At the third corner, towards the city center, there stands a two-storey house built in 1886, which is called “Clock House” after its former tower-clock. However, its real fame came from the fact that here worked the Odessan office of the Pathé brothers, the largest film distribution company in Odessa. The four Pathé brothers founded their company in Paris in late 1896, one year after the Lumière brothers invented the film. In the early 20th century it became the world’s largest movie machinery and film producer and distributor, and one of the largest phonograph record producers. They introduced the newreels in 1908. Shortly after the turn of the century, they already had seven subsidiary companies in Russia, beginning with Odessa, where the first movie theater – iljuzion – of Russia had been opened already in June 1896 by an agent of the Lumière brothers, and where a serious local film industry developed by the early 20th century.

The snow-covered Moscow, 1908. One of the earliest Russian films of the Pathé brothers.

The ground floor of the building facing the Rishelievskaya was occupied by the Kayander & Co. store, owned by Berngard Gotlibovich Kayander, a councilor of the City Hall. Some pieces of the councilor’s luxurious porcelain tableware, ordered from London, still show up on auctions sometimes.

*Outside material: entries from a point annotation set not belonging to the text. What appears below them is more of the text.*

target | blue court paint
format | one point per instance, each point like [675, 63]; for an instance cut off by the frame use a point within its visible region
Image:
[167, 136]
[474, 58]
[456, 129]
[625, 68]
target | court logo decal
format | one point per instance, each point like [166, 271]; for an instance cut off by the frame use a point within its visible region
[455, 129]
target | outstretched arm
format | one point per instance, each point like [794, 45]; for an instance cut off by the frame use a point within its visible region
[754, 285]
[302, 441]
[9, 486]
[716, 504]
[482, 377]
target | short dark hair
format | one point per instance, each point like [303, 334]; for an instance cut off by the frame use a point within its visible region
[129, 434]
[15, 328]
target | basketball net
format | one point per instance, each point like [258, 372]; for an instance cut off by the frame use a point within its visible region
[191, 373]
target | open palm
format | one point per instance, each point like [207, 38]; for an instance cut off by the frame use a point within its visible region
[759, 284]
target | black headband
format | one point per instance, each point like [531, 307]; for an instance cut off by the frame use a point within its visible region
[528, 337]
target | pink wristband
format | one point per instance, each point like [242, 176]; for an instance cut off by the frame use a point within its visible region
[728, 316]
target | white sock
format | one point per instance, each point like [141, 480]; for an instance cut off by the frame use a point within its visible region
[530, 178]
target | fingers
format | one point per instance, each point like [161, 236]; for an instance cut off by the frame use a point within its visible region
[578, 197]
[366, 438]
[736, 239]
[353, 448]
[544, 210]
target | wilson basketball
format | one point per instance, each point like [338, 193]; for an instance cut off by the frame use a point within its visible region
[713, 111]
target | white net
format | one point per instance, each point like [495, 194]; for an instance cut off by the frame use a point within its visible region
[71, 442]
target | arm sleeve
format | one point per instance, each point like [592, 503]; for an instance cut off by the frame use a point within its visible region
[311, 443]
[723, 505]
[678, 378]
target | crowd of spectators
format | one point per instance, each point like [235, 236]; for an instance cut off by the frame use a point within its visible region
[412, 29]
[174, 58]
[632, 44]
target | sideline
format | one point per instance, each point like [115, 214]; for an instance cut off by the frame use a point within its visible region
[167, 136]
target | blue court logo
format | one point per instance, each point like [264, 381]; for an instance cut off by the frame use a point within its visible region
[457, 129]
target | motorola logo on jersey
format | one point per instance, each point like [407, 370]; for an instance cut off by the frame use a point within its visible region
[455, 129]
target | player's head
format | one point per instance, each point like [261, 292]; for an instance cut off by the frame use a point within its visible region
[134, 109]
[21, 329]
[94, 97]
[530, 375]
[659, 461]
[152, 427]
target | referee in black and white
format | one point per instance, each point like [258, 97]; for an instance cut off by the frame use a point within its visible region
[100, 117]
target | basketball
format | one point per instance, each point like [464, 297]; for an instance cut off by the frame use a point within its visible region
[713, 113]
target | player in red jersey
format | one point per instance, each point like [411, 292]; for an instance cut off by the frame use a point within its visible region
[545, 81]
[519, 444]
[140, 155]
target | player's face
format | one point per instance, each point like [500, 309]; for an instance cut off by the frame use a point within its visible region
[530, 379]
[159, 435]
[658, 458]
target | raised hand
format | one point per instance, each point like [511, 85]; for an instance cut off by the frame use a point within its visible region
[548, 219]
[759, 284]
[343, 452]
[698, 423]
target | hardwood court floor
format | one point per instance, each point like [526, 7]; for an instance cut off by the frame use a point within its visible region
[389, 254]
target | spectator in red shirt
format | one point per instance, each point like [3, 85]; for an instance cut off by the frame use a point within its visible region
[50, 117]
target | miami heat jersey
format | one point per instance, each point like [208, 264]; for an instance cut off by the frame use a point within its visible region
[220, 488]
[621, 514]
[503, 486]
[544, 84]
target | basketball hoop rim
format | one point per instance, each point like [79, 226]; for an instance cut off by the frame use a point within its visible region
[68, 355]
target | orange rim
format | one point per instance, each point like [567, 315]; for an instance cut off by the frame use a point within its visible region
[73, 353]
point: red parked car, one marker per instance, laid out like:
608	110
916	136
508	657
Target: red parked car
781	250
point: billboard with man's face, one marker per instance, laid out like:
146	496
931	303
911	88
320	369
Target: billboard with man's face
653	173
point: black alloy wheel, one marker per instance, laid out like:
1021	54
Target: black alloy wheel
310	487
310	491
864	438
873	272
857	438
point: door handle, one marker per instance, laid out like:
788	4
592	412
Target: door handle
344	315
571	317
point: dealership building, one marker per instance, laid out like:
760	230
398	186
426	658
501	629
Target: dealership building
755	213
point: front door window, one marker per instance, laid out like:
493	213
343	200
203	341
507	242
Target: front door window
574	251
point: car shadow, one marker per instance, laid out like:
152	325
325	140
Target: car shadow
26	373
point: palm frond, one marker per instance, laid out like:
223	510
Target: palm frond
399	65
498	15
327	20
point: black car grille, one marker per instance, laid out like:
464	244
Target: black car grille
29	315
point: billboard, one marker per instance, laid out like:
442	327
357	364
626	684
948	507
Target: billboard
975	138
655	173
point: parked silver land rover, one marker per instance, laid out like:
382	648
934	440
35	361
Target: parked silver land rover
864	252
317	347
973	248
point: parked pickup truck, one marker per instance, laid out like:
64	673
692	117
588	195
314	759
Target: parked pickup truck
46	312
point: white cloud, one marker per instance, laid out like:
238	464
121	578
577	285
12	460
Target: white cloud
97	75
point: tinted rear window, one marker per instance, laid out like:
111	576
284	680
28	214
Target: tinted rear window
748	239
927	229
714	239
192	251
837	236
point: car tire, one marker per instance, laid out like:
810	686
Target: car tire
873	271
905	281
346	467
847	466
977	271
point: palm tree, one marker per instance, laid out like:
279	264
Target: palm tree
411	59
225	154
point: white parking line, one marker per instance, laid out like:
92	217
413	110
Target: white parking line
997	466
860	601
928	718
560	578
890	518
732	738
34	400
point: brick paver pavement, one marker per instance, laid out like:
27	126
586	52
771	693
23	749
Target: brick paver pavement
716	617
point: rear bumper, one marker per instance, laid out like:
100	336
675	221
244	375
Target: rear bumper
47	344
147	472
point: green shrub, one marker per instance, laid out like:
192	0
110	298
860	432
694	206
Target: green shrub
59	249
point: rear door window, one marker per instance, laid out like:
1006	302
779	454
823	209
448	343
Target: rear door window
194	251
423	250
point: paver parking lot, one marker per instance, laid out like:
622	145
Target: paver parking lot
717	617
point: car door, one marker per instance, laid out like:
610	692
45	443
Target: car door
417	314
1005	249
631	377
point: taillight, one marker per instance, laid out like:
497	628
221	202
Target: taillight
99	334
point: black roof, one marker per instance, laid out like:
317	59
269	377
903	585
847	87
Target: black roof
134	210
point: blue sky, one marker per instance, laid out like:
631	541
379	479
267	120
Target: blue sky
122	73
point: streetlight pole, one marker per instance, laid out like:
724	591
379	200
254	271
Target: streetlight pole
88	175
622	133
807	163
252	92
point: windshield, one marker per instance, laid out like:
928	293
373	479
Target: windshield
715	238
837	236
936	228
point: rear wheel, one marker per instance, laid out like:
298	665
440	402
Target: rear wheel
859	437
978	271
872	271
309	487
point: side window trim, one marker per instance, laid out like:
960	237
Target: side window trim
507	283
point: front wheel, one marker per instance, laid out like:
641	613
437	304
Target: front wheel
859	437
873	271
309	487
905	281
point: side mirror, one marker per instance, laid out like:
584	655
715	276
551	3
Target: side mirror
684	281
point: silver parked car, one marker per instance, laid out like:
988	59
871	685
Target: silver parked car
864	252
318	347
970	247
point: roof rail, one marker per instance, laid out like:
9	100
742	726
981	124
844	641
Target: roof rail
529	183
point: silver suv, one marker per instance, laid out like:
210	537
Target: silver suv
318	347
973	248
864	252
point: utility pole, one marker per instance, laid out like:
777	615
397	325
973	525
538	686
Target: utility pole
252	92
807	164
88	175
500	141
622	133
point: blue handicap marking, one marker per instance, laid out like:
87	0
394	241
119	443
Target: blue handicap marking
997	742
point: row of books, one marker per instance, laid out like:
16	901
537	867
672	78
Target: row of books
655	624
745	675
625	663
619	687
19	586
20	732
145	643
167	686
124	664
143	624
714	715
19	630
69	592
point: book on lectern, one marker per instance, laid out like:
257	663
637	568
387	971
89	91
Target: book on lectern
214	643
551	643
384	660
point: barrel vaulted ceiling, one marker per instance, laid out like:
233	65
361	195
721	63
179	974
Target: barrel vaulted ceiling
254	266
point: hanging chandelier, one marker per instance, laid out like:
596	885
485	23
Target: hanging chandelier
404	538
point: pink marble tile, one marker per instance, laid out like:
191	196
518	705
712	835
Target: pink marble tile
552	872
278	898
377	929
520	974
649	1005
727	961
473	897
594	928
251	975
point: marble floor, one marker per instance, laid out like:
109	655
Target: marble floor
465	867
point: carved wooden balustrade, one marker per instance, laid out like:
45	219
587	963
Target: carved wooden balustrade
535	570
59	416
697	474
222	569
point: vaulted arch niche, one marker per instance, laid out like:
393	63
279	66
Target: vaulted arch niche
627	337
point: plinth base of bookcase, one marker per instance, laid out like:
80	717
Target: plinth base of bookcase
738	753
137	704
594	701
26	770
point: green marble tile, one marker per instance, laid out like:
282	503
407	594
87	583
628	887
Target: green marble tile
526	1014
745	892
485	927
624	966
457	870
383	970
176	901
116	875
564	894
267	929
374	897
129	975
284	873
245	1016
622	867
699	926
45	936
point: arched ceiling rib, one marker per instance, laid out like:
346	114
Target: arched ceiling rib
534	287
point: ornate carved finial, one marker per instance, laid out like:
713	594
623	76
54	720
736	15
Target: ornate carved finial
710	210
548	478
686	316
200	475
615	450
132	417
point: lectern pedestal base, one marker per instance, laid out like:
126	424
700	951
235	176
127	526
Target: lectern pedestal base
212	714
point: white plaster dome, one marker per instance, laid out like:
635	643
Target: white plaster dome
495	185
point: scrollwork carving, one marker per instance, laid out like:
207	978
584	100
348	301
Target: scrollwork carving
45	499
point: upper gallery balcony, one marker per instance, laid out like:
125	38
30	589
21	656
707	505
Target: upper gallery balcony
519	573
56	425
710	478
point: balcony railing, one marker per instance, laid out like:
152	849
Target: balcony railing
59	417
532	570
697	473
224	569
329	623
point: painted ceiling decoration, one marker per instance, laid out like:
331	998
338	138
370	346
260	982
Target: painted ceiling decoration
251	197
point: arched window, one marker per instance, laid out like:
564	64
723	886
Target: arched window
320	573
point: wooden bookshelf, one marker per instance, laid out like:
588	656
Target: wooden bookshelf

Today all three corner buildings house a bank, but already at the turn of the century this intersection was considered one of the everyday financial centers. As Vladimir Zeev Jabotinsky describes it in his memoirs Five (Пятеро), in the most Odessan novel, written in emigration in Paris:

“The next corner was the Rishelievskaya, and the first sign that heralded the specific nature of the road were the tables of the money-changers standing right there, on the sidewalk, under the acacias. On the glass-covered tables one could enjoy the sight of gold and of the bills of exchange from all the planets in the solar system. And the whiskered banker sitting in the wicker chair with a bowler or felt hat, readily broke away from the overseas newspaper, and quickly served or cheated you in any language. The newcomers could touch here the supreme commercial artery of the Black Sea. Passing by here, I always cast an envious glance to the left, where both sides were shining with the golden shop labels of the banks, the inaccessible stores, and the Olympian barber shops…”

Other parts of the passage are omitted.